What other character can hold a bejeweled cigarette holder, let alone a candle, to Mame Dennis Burnside?
As played by Rosalind Russell, Auntie Mame is the draggiest queen of all time. Mame is giving you life with her endless parade of outfits, each more fabulous than the last. Unbelievable, the film version did not receive an Academy Award nomination for Best Costume Design. Auntie Mame is filled with yummy eye-candy. The art direction, set designs and cinematography are rich. And those costumes; all the young contestants on Project Runway should take notes on everything Orry-Kelly created for Russell to wear.

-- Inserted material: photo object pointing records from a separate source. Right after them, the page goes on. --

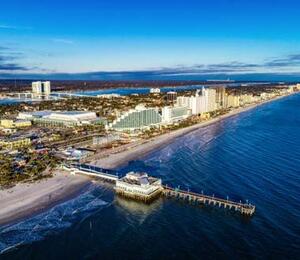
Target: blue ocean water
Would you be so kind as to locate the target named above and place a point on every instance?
(254, 156)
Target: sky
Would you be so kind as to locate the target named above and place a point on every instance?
(127, 39)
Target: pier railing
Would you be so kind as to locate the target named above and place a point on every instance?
(243, 208)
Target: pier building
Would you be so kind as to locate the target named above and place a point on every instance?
(139, 186)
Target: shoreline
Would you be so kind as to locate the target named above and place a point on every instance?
(28, 199)
(116, 160)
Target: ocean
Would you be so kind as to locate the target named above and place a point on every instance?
(252, 156)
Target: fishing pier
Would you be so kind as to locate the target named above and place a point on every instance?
(142, 187)
(192, 197)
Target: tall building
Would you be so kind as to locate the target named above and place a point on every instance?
(232, 101)
(138, 118)
(204, 101)
(171, 96)
(220, 97)
(41, 88)
(174, 114)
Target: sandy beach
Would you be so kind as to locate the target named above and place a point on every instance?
(27, 199)
(116, 160)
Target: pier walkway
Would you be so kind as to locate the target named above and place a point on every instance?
(93, 171)
(243, 208)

The film is based on the novel, Auntie Mame: An Irreverent Escapade (1955) by Edward Everett Tanner III, who wrote under the pen name Patrick Dennis. It was inspired by his real aunt, Marion Tanner. Mame in the book is a bawdier and brassier broad than the movie version. Dennis, who was gay, gave Mame a gay sensibility that somehow was embraced conservative McCarthy-era American readers. The book was huge bestseller.
The book is terrific, but the film stays closer to the stage version by gay writer Jerome Lawrence and his straight writing partner Robert E. Lee and directed by gay Morton DeCosta.
Mame instills in her young nephew Patrick an open mind, and takes him away from the provincial upbringing he was doomed to live before she came into his life.
Asians, Indians, Arabs, cross-dressers, lesbians, gay writers, nudists, cultural elites; if Mame had thrown a party like this in 2017, half those folks would have been rounded-up by ICE.
Russell originated the role of Auntie Mame on Broadway in 1956, earning a Tony Award nomination. For the film version, she won a Golden Globe Award and a fourth and final Academy Award nomination. She lost to Susan Hayward in I Want to Live! It wasn’t fair; being in a film that has a title featuring an exclamation point is a decidedly unfair advantage.
Every drag queen can learn how to throw shade from Mame. It’s a perfect gay Christmas-themed film. The Holiday scenes when Mame is flat broke and out of work show that the affection she has for Patrick, Ito and Nora (her domestic staff) is mutual. Like many LGBTQ people, Mame has a chosen family. I’ve only seen Auntie Mame 33 times.